La cocasserie comme talent
Est-il
vraiment un prolongement de son père ? une question que se posent souvent ceux
qui observent attentivement le talent d’Ayman Bahgat Qamar. « J’espère être
digne de la comparaison avec mon père, qui d’ailleurs m’enchante. Egaler son
talent n’est pas tâche aisée », confesse ce jeune homme brun, dont les yeux
luisants cachent une tristesse profonde. La perte d’un père de la trempe de
Bahgat Qamar à un âge précoce en est sans doute la cause. « Bahgat Qamar
n’était pas seulement un père que je respecte beaucoup, il était aussi mon ami
intime. On partageait des moments de bonheur comme de malheur. Il insistait que
j’assiste à la rencontre de ses amis, dont les grands poètes Salah Jahine,
Sayed Hégab, le journaliste Akram Al-Saadani, le compositeur Ammar Al-Chéréï. En
outre, il acceptait volontiers mon opinion sur un poème ou un scénario qu’il
venait d’écrire, ce qui n’était pas sans surprendre ses amis, eu égard à mon
jeune âge », raconte Ayman, bercé toujours par cette image idéale de son père. «
J’étais imprégné de cet environnement ambiant, des idées qui coulaient à flots
au salon de mon père ».
Surnommé
« l’éléphant » pour sa grande taille, Bahgat Qamar a gardé les portes de sa
maison ouvertes aux amis et à leurs proches connaissances. Son grand plaisir
était de partager avec eux des retrouvailles intimes, comme autour d’un repas. Et,
si l’un d’eux voulait lui rendre visite sans connaître l’étage où il habite, il
n’avait qu’à dénicher un bouton de sonnette éreinté par trop d’usage de la part
de ses convives, en face de son appartement, pour le retrouver, selon le
journaliste Akram Al-Saadani. Le fils tient à garder toujours une tradition du
père : l’appartement, situé au 94, rue Al-Tahrir à Doqqi, est devenu son
bureau. De quoi s’inspirer d’un endroit qui garde la trace de ces grands qui le
fréquentaient autrefois. « A cet endroit, mon père avait écrit des pièces comme
Sayedati al-gamila, Hawaa al-saa etnaachar, Raya wa Sékina ainsi que des
feuilletons comme Aïda et Oyoun ... ».
En
effet, Ayman n’a pas seulement gardé le bureau de son père, mais aussi son
patronyme auquel il doit sa célébrité dans le monde de l’art. Il a de même
attribué son prénom à son fils Bahgat. « J’espère que mon fils perpétuera la
tradition de laisser grand ouvertes les portes de notre bureau. Toutefois,
j’aspire à ce qu’il change de voie.
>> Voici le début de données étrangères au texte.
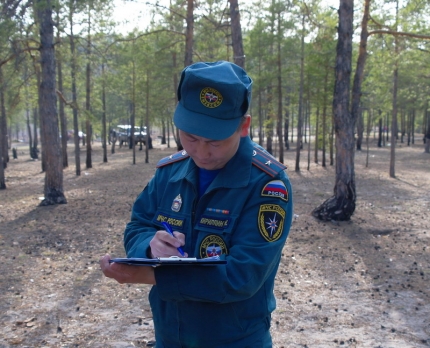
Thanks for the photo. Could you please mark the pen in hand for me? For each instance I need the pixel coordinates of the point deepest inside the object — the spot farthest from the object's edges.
(169, 230)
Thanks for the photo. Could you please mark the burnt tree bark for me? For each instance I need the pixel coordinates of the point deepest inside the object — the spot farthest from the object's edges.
(53, 189)
(341, 205)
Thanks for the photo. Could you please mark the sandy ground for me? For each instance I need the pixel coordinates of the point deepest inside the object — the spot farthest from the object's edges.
(362, 283)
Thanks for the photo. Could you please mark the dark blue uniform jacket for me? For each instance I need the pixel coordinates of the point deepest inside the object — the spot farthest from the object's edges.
(245, 217)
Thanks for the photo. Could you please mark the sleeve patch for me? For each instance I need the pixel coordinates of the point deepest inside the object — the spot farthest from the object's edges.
(275, 188)
(271, 219)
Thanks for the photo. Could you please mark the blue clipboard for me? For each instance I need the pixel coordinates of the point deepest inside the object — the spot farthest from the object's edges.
(170, 261)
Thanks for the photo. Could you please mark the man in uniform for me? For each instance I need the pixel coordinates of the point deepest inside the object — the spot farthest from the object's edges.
(222, 195)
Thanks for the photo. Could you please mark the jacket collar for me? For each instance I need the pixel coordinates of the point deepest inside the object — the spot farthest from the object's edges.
(235, 174)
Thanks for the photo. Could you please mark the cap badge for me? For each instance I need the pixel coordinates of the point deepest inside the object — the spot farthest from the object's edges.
(210, 97)
(177, 203)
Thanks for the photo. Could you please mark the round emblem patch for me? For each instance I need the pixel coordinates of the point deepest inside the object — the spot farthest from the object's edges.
(212, 245)
(271, 221)
(210, 97)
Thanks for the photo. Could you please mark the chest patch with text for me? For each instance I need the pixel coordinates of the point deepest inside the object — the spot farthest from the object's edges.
(214, 222)
(212, 245)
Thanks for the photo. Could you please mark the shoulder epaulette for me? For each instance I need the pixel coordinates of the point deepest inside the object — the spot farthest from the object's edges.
(178, 156)
(266, 162)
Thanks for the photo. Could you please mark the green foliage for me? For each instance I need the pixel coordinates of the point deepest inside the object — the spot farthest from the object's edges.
(140, 66)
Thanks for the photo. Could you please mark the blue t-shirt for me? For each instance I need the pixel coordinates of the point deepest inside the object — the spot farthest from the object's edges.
(205, 179)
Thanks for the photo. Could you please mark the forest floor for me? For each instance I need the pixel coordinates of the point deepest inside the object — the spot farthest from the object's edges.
(362, 283)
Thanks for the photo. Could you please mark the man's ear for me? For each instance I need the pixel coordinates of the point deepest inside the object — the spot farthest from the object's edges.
(245, 126)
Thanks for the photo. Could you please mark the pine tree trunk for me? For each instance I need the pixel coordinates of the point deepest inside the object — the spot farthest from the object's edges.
(341, 206)
(236, 34)
(62, 114)
(49, 130)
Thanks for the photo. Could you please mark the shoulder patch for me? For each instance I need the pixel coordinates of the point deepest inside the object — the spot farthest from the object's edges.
(178, 156)
(271, 219)
(277, 189)
(266, 162)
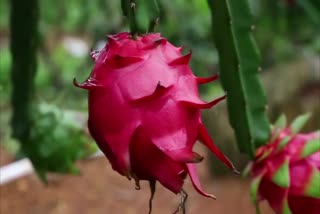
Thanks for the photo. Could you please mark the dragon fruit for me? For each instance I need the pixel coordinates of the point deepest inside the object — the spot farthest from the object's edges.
(286, 171)
(144, 110)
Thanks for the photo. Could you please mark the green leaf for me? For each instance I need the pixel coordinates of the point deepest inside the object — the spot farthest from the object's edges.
(281, 122)
(254, 187)
(282, 175)
(313, 186)
(311, 147)
(247, 170)
(310, 10)
(283, 143)
(299, 122)
(239, 62)
(286, 209)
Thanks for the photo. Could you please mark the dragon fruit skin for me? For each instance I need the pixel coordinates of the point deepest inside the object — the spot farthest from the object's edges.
(144, 110)
(286, 173)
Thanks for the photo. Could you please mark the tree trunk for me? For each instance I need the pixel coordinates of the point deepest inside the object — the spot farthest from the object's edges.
(24, 17)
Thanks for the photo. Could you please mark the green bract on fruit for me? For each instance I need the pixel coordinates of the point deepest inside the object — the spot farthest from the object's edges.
(144, 110)
(286, 171)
Le parcours artistique est très complexe et
au cas où l’on serait talentueux et que l’on n’arriverait pas à se faire
reconnaître, on risque d’être dévoré par la déception ».
Le
parcours d’Ayman Bahgat Qamar n’était pas facile comme on pouvait l’imaginer. Bien
au contraire. Ayant perdu soudainement son père âgé de 51 ans, Ayman, encore
adolescent de 15 ans, devait affronter seul la vie. Quatre ans plus tard, il a
commencé à écrire des textes pour les publicités. Un moyen pour gagner son
pain. « A la mort de mon père, je me suis recroquevillé sur moi-même, et j’ai
commencé à me défouler sur papier. Avec le temps, cette habitude s’est
transformée en un mode de vie, et j’ai réalisé que je ne pourrai pas m’en
passer », souligne Ayman encore ému. Et d’ajouter : « La première fois que j’ai
récité en public ce que j’avais écrit sur mon père, c’était dans un programme
donné à la télévision pour célébrer sa mémoire, un an après son trépas. Le
lendemain, j’ai croisé une dame qui m’a dit : tu es le fils de Bahgat Qamar ? Le
poème que tu as récité hier était merveilleux. Continue sur la même voie ».
Encouragé,
le jeune doué s’est résolu à en faire une carrière. Son oncle, un chanteur de
folk, l’a mis sur le chemin en lui passant la commande de paroles pour son
nouvel album. « C’était un album de mauvaise qualité et dénué de goût. Je lui
avais écrit une chanson médiocre ... l’album était censuré et la police a
arrêté tous ceux qui y ont collaboré à part moi, parce que j’étais encore
mineur », se souvient-il, l’air cocasse. « Cette expérience m’a été très utile.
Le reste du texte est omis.